As you travel up the ladder to the executive level, chances are your salary negotiations will be different than when you were a mid-level employee. Your paychecks will get fatter—and more complex. You’ll still likely receive a salary, but it might represent a smaller share of your potential earnings.
“Profit sharing and bonus options, especially long-term incentives, are a critical part of executive compensation packages,” says Teela Jackson, vice president of talent delivery with Atlanta-based Talent Connections. “Those long-term incentives can make up 40% of the overall package.”
If you overlook those components and focus mainly on your salary, you’ll likely leave a lot of money on the table. Follow these pointers to make sure you cover all your bases in negotiating pay at your next job.
Gauge the push and pull
Employers have a wide range of approaches when it comes to executive compensation, Jackson says, and you need to know where your prospective employer lands on the spectrum.
Look to see where most of your pay would come from. Is the compensation package cash-heavy? This would mean it has a relatively high upfront salary or cash bonus structure and fewer equity incentives. Or, is it equity-heavy? This package might factor in more stock options or other ownership-based incentives and a smaller base salary.
“The company’s pay philosophy simply lets a potential executive hire know where there may be flexibility,” Jackson says. “You can use that to push for more long-term incentive options—or, on the flipside, you could load up on the base, plus include a sizable sign-on bonus if the long-term incentive package is not competitive.”
Use your personal financial situation as a guide to what kind of package is more attractive, says Andrew Avellan, a certified financial planner and founding partner of the Philadelphia Wealth Management Co. in Bala Cynwyd, Pennsylvania.

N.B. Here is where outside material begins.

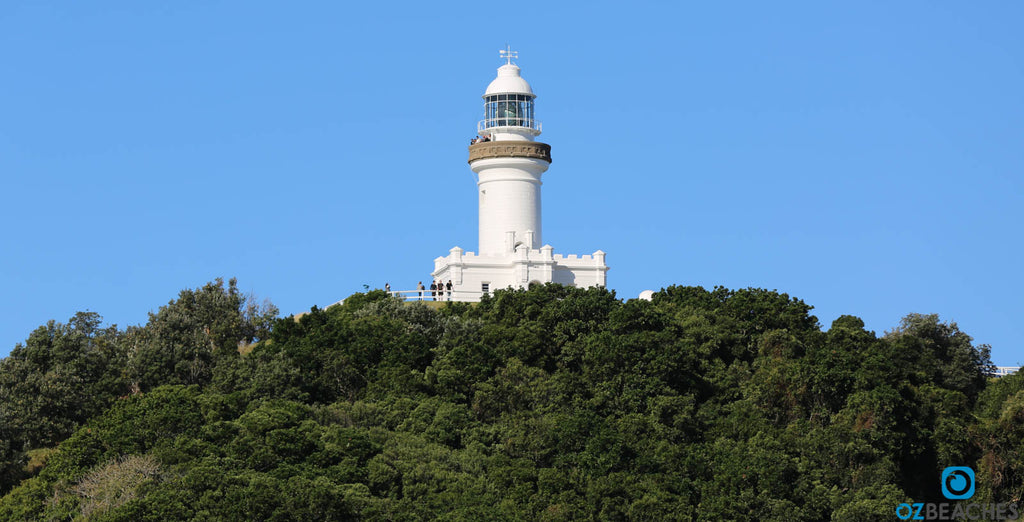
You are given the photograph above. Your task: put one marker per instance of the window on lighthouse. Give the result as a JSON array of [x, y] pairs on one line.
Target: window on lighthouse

A cash-heavy package is better if you need higher short-term cash flow, but if you aren’t in immediate need of big-money paychecks, a little patience can pay off in the long run.
Dig into the details
Now that you know how your income will be divvied up, it’s time to translate those line items into actual dollars. Spend time mapping out what different aspects of the offer can be worth, under a mix of likely scenarios.

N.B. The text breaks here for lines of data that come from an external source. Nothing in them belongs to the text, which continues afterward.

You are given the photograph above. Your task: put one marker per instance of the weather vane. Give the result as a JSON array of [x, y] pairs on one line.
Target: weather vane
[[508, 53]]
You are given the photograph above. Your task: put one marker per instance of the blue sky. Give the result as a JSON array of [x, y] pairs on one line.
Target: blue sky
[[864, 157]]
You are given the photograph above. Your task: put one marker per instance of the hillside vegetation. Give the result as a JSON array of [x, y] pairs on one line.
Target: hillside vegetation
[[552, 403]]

Figuring out the exact payouts of short-term, fast-maturing options or multiple-year options and stock-purchase rights can be especially tricky, Avellan says. “Calculate what each package might be worth using several predictable outcomes,” he says, “such as stock price with good growth, no growth or loss, as a way to attempt to put some math around a decision.”
Also, make sure you understand the exact terms for exercising stock options and the accessibility of payout options. Certain stock options run the risk of being excessively taxed or becoming worthless, Avellan says. Likewise, get specific details about any supplemental executive retirement plans and pensions if those are being used as part of your long-term incentives.
Treat this like a marathon, not a sprint
There will likely be short-term perks on the table, as well, but try not to get dazzled by them. A car allowance, club allowance, relocation services and temporary housing are nice, but they won’t directly fund your retirement. At this level, what matters is the potential and likely value of your entire compensation package over time.
Focus on long-term incentives such as stock options, restricted stock and phantom stock programs, says Mitch Wienick, president and CEO of Kelleher Associates in Wayne, Pennsylvania. “Anything that has a time horizon that exceeds a year is considered long term,” Wienick says.
Some options may become available to you over a number of years, so you should weigh how those will pay out at each interval, Wienick says. You might also consider what becomes of those options if you leave your position in two years; it might be negotiable whether or not you get to keep them for a time if you quit.
Use your personal financial situation as a guide to what kind of package is more attractive, Avellan says. A cash-heavy package is better if you need higher short-term cash flow, but if you aren’t in immediate need of big-money paychecks, a little patience can pay off in the long run.